Using a variety of expressions, in both the accomplished musicians joining Brigitte Beraha and the creative meld that goes in each of the four tracks, Lucid Dreamers doesn’t just take you through a myriad of notes or the dramatic sequences of acoustic and electronic wonder but it adds tension, tragedy, enveloping performance and an insight into how the mind can function when allowed to break down the perceived barriers that other insist you adhere too, that you religiously follow without question.

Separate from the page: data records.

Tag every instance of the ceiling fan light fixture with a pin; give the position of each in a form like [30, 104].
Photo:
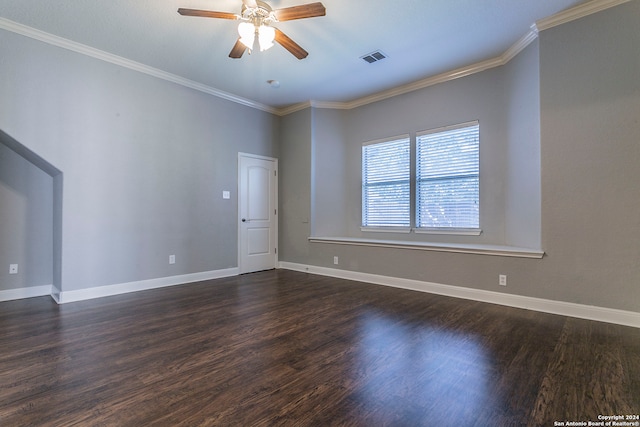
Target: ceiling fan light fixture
[266, 36]
[247, 34]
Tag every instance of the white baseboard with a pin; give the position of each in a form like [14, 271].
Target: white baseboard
[30, 292]
[63, 297]
[601, 314]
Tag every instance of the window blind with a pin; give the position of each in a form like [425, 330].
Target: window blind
[447, 175]
[386, 184]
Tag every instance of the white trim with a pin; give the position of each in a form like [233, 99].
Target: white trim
[274, 160]
[400, 230]
[20, 293]
[600, 314]
[478, 249]
[450, 232]
[126, 63]
[577, 12]
[563, 17]
[142, 285]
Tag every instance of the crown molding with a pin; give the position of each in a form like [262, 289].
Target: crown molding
[560, 18]
[577, 12]
[61, 42]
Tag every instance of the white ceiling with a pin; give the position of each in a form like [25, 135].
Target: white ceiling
[421, 38]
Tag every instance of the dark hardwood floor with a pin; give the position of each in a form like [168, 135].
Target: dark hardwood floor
[293, 349]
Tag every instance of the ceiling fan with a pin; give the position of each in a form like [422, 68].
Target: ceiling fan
[257, 17]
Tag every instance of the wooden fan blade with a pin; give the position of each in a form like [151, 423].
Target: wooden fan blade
[290, 45]
[250, 3]
[299, 12]
[207, 13]
[237, 50]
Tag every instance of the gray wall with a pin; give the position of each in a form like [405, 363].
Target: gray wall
[145, 162]
[26, 224]
[294, 187]
[560, 163]
[590, 130]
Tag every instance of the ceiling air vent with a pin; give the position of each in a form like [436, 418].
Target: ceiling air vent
[374, 57]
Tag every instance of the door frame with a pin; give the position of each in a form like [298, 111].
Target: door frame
[239, 210]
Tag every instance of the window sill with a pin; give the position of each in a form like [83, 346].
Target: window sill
[497, 250]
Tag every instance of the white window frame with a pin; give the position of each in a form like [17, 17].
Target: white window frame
[447, 229]
[405, 139]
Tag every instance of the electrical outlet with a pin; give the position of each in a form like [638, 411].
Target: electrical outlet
[502, 280]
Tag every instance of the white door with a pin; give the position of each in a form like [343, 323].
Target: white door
[257, 213]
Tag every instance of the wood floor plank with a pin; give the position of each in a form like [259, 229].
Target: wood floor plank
[283, 348]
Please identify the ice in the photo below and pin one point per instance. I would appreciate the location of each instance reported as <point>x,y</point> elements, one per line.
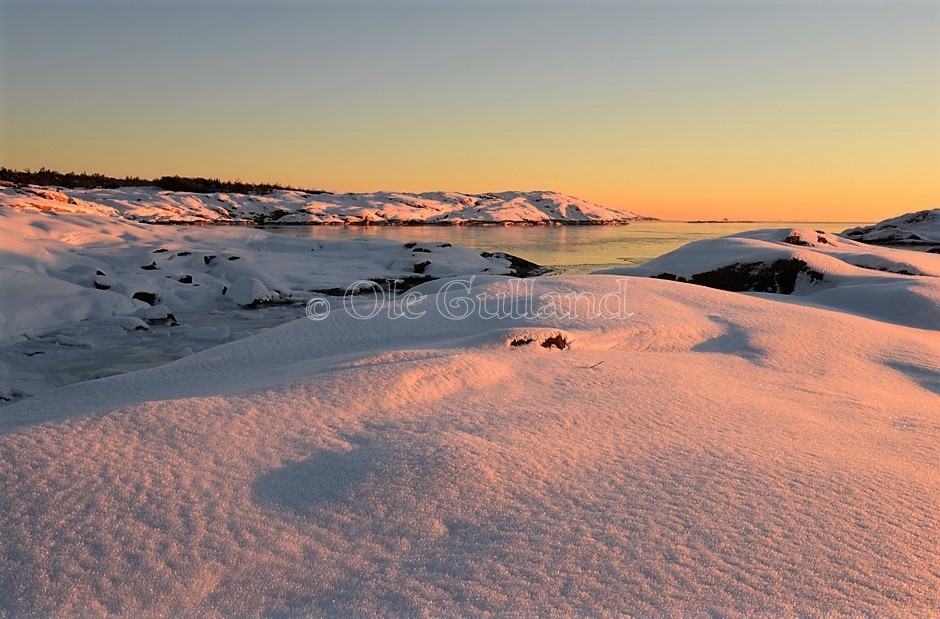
<point>697,452</point>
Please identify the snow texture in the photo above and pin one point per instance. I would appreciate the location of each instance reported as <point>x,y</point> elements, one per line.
<point>153,205</point>
<point>816,268</point>
<point>730,455</point>
<point>705,452</point>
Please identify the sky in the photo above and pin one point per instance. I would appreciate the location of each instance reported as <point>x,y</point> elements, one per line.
<point>825,110</point>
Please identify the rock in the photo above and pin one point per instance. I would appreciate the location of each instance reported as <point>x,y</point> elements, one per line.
<point>147,297</point>
<point>211,334</point>
<point>249,292</point>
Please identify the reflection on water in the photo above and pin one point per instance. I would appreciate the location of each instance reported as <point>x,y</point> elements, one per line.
<point>567,249</point>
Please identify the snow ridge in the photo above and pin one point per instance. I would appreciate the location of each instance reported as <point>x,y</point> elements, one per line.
<point>156,206</point>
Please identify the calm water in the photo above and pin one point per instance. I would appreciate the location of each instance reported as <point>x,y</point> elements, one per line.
<point>567,249</point>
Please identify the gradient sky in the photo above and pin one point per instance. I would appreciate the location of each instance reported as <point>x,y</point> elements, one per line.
<point>820,110</point>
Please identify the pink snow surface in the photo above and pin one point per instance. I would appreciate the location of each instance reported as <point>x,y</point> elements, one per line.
<point>731,454</point>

By breaking down these obstacles that lie in the realm between sleep and roused conscious, Brigitte Beraha, George Cowley, Tim Giles and Alcyona Mick bring the tracks Meaning Of The Blues/Orderly Ruin, Disorderly Ruin, Pandora’s Box and Lucid Dreamers from behind the thinly veiled sheen of romanticised and idealised perfection and instead offer the listener a relevance of truth, the individuality of fragile cohesion in a world consumed by dismissing dreams as flights of fancy.

An explosion of sound, the commotion of silence in wonder driven by openness and a pulse of human activity; Lucid Dreamers is forceful, sustained aural theatre, and it demands nothing but your dreams in action in return. Utterly stunning.

Brigitte Beraha releases Lucid Dreamers via Let Me Out Records on July 1st.